The water levels in the Koksilah, Chemainus, and Cowichan Rivers peaked overnight from Friday and into the early morning hours of Saturday.

The flood waters had receded in most of the hardest hit areas but the state of local emergency for the Cowichan region was still in place as of mid-day Tuesday, Feb. 4.

Clean-up had begun in all corners of the region.

SEE RELATED: Cowichan’s state of emergency remains as flood damage reckoning begins

“There’s a lot of debris on the streets,” said Lake Cowichan Mayor Rod Peters, adding it was the worst flooding he’d seen in 15 years.

“It was pretty bad,” Peters he said. “It looks like a tide line in the middle of town.”

In Crofton, a fundraiser was set for the owners of Russell Farm Market as the inside of their store was destroyed by the flood waters.

SEE RELATED: Fundraiser created for popular Vancouver Island farm market overrun with water

Perhaps the hardest hit, however, were the area’s First Nations.

Cowichan Tribes Chief William Seymour called the situation on the reserve “terrible”.

“We’ve still got a lot of work ahead of us…” Seymour said.

The situation drew the attention of the federal government and subsequent visit from federal Indigenous Services Minister, Marc Miller, who vowed to help.

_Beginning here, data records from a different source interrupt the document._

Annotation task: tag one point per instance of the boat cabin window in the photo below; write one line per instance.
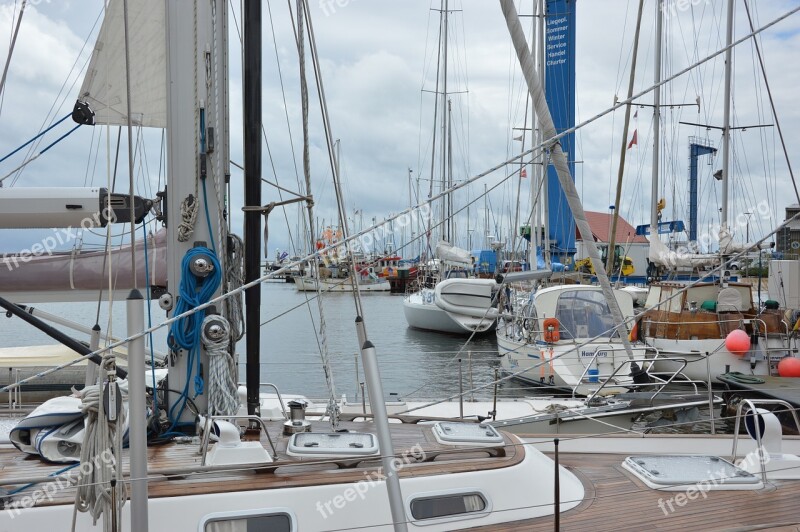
(584, 314)
(447, 505)
(276, 522)
(653, 297)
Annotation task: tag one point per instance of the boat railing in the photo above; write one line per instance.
(15, 394)
(759, 427)
(649, 322)
(207, 433)
(659, 386)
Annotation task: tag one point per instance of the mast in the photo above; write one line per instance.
(545, 195)
(449, 183)
(445, 120)
(726, 126)
(615, 217)
(561, 163)
(252, 194)
(656, 121)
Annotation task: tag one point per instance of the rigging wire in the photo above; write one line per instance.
(405, 212)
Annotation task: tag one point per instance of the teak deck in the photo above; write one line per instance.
(614, 499)
(174, 468)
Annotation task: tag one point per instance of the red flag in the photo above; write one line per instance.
(635, 140)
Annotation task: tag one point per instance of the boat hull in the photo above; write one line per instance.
(307, 284)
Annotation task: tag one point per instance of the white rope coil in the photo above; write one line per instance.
(188, 218)
(223, 399)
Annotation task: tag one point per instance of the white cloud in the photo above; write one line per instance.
(375, 55)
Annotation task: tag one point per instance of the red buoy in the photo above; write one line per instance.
(789, 367)
(738, 342)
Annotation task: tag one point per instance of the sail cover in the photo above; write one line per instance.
(663, 256)
(21, 275)
(104, 87)
(452, 254)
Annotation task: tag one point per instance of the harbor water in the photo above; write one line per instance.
(413, 363)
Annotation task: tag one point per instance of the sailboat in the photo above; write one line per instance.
(691, 323)
(288, 475)
(452, 476)
(450, 300)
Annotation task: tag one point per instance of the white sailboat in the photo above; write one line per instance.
(295, 474)
(452, 301)
(450, 476)
(692, 321)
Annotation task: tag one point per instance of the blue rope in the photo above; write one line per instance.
(208, 217)
(193, 292)
(54, 473)
(185, 333)
(37, 136)
(150, 320)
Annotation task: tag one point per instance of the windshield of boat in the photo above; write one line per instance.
(584, 314)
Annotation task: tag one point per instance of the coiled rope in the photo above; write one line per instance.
(193, 292)
(102, 446)
(185, 332)
(222, 386)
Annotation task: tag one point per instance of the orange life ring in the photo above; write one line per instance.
(551, 332)
(633, 336)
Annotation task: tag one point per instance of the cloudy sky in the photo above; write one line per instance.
(378, 62)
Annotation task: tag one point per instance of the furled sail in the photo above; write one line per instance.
(104, 87)
(447, 252)
(663, 256)
(82, 272)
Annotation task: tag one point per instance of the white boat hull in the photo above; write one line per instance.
(719, 361)
(563, 364)
(457, 306)
(341, 506)
(308, 284)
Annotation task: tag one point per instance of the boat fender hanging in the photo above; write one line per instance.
(551, 332)
(633, 336)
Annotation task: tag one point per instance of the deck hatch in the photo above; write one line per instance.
(452, 433)
(333, 444)
(679, 473)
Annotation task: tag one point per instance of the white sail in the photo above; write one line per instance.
(104, 87)
(663, 256)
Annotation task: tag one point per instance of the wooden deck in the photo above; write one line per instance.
(616, 501)
(175, 468)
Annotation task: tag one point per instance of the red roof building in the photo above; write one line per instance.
(600, 224)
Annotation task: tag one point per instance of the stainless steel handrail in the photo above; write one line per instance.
(207, 434)
(751, 404)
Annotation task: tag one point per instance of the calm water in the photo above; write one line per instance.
(413, 363)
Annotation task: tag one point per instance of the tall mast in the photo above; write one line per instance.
(196, 105)
(623, 148)
(726, 126)
(540, 138)
(445, 118)
(656, 121)
(252, 194)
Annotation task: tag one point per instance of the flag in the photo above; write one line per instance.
(635, 140)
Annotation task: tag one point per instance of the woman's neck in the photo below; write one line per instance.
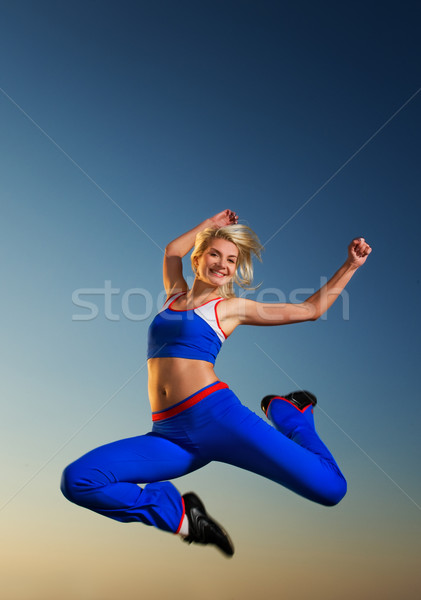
(202, 292)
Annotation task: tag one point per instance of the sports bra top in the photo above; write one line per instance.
(193, 333)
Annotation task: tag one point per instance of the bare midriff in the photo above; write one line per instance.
(171, 380)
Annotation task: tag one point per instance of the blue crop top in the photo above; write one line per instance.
(193, 333)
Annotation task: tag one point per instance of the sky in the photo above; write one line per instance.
(123, 124)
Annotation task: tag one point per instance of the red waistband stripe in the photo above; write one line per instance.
(189, 402)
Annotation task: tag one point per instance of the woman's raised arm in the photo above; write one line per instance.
(173, 266)
(247, 312)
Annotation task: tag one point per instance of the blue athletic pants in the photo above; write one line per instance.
(211, 425)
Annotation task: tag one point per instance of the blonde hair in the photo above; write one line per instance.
(247, 243)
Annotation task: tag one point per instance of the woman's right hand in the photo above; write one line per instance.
(224, 218)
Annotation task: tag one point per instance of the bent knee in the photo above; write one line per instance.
(77, 482)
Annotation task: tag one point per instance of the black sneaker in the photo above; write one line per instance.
(300, 399)
(202, 528)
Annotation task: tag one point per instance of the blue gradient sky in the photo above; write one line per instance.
(124, 124)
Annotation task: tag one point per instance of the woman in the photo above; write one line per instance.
(196, 418)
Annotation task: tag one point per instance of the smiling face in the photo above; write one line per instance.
(218, 263)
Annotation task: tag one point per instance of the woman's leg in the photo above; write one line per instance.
(292, 454)
(105, 480)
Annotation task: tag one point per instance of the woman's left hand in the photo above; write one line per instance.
(358, 251)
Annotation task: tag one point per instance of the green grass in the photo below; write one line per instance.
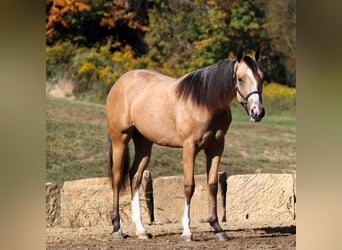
(77, 145)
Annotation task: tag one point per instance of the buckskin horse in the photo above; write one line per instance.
(191, 112)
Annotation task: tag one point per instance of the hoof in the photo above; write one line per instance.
(186, 238)
(144, 236)
(117, 235)
(221, 236)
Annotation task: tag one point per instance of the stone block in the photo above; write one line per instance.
(89, 202)
(169, 199)
(52, 204)
(260, 198)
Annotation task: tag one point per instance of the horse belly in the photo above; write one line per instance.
(158, 129)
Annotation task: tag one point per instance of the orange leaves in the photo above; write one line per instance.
(58, 8)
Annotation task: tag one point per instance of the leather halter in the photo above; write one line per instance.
(245, 98)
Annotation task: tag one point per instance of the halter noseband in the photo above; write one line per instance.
(245, 98)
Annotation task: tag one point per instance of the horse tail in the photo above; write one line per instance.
(124, 180)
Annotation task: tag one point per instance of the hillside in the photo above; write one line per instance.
(77, 146)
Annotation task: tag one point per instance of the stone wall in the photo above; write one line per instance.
(257, 198)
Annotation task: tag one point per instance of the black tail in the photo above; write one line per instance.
(125, 171)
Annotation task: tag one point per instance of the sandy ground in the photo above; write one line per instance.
(168, 236)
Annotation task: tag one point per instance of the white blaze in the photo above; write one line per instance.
(254, 97)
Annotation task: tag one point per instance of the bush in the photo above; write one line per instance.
(279, 99)
(59, 61)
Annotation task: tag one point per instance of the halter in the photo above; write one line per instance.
(245, 98)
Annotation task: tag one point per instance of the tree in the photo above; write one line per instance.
(281, 32)
(93, 22)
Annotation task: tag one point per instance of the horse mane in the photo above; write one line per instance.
(211, 86)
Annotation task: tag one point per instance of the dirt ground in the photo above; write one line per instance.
(168, 236)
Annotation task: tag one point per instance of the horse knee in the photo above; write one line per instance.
(212, 220)
(189, 191)
(116, 221)
(213, 187)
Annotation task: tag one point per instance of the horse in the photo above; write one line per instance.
(192, 113)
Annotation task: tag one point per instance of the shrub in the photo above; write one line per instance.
(279, 99)
(59, 61)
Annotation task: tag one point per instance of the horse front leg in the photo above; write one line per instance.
(189, 187)
(213, 160)
(143, 149)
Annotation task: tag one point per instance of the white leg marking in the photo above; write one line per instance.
(254, 98)
(186, 220)
(136, 215)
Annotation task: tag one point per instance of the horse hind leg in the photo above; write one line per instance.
(213, 159)
(118, 169)
(189, 153)
(142, 156)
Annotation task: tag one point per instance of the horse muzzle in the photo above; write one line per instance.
(256, 112)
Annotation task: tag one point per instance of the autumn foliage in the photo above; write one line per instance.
(93, 42)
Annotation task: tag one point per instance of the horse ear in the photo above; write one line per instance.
(240, 55)
(257, 55)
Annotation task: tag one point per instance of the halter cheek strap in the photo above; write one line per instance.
(245, 98)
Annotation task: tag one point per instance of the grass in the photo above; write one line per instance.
(77, 145)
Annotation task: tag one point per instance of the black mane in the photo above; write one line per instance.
(209, 86)
(212, 86)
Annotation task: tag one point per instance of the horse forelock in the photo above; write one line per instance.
(252, 64)
(211, 86)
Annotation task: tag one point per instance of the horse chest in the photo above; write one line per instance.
(210, 138)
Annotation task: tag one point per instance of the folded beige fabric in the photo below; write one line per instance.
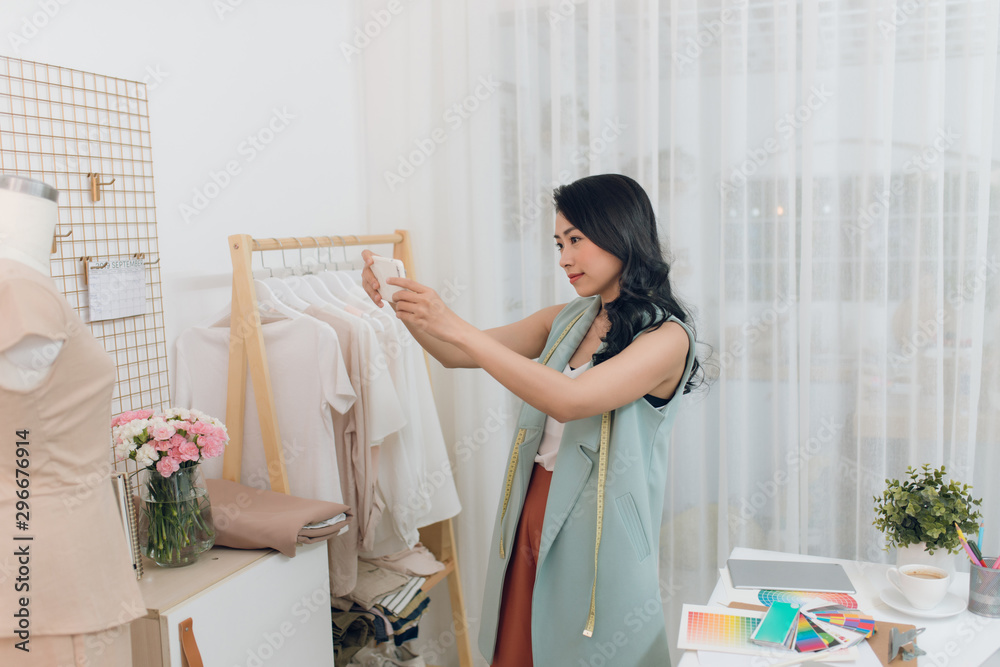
(249, 518)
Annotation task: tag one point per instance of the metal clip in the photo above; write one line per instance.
(96, 185)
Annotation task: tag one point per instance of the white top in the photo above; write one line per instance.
(552, 435)
(304, 400)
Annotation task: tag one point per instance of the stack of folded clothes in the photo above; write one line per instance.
(387, 602)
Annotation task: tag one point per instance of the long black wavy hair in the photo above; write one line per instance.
(614, 212)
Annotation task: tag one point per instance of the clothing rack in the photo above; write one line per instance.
(246, 349)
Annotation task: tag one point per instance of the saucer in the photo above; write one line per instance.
(951, 605)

SEE RELATED: Traditional meetings key to solving the Cowichan First Nations’ future flood problems

It took until November to see that help. On Nov. 4 Catherine McKenna, minister of Infrastructure and Communities, made a virtual announcement that the federal government would provide $24.2 million to reduce the impact of climate change on the Cowichan watershed’s ability to deal with increased winter storms and summer drought.

Governments, local and beyond quickly asked for input from residents who experienced the flooding and to date, are still working towards adequate flood mitigation solutions.

Any changes made to help prevent the flooding from happening again have yet to be tested.